The former was a Presbyterian minister in Kentucky, where, in 1825, having heard that his brother, Mr. Thomas Rankin, of Virginia, had become a slaveholder, he addressed to him a series of very earnest and impressive letters in remonstrance. They were published first in a periodical called the Castigator, and afterwards went through several editions in pamphlet form. He denounced “slavery as a never-failing fountain of the grossest immoralities, and one of the deepest sources of human misery.” He insisted that “the safety of our government and the happiness of its subjects depended upon the extermination of this evil.” We New England Abolitionists, in the early days of our warfare, made great use of Mr. Rankin’s volume as a depository of well-attested facts, justifying the strongest condemnation, we could utter, of the system of oppression that had become established in our country and sanctioned by our government.

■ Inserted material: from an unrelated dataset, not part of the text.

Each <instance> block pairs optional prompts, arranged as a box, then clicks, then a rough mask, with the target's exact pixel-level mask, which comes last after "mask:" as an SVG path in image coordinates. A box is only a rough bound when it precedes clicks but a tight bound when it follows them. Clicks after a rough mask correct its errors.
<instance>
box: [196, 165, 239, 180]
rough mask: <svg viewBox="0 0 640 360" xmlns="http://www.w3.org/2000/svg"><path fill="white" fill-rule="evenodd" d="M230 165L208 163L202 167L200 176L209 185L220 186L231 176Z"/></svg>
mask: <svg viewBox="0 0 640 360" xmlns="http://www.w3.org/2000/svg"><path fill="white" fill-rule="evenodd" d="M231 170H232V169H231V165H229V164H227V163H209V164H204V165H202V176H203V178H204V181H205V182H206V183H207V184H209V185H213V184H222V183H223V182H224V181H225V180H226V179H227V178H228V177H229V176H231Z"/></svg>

Mr. Paxton was the pastor of a Presbyterian church in Cumberland, Virginia. He was a member of the Presbyterian General Assembly, which in 1818 denounced “the voluntary enslaving of one part of the human race as a gross violation of the most precious and sacred rights of human nature,—utterly inconsistent with the law of God.” Believing what that grave body had declared, he set about endeavoring to convince the church to which he ministered of the exceeding sinfulness of slaveholding; and that “they ought to set their bondmen free so soon as it could be done with advantage to them.” His preaching to this effect gave offence to many of his parishioners, and led to his dismission. In justice to himself, and to the cause of humanity, for espousing which he had been persecuted, Mr. Paxton also published a volume of letters, which were of great service to us. In these letters he faithfully exposed the abject, debased, suffering condition of our American slaves,—incomparably worse than that which was permitted under the Mosaic dispensation,—and pretty effectually demolished the Bible argument in support of the abomination. However, the labors of these good men, and of those whom they roused, were erelong diverted into the seductive channel of the Colonization scheme.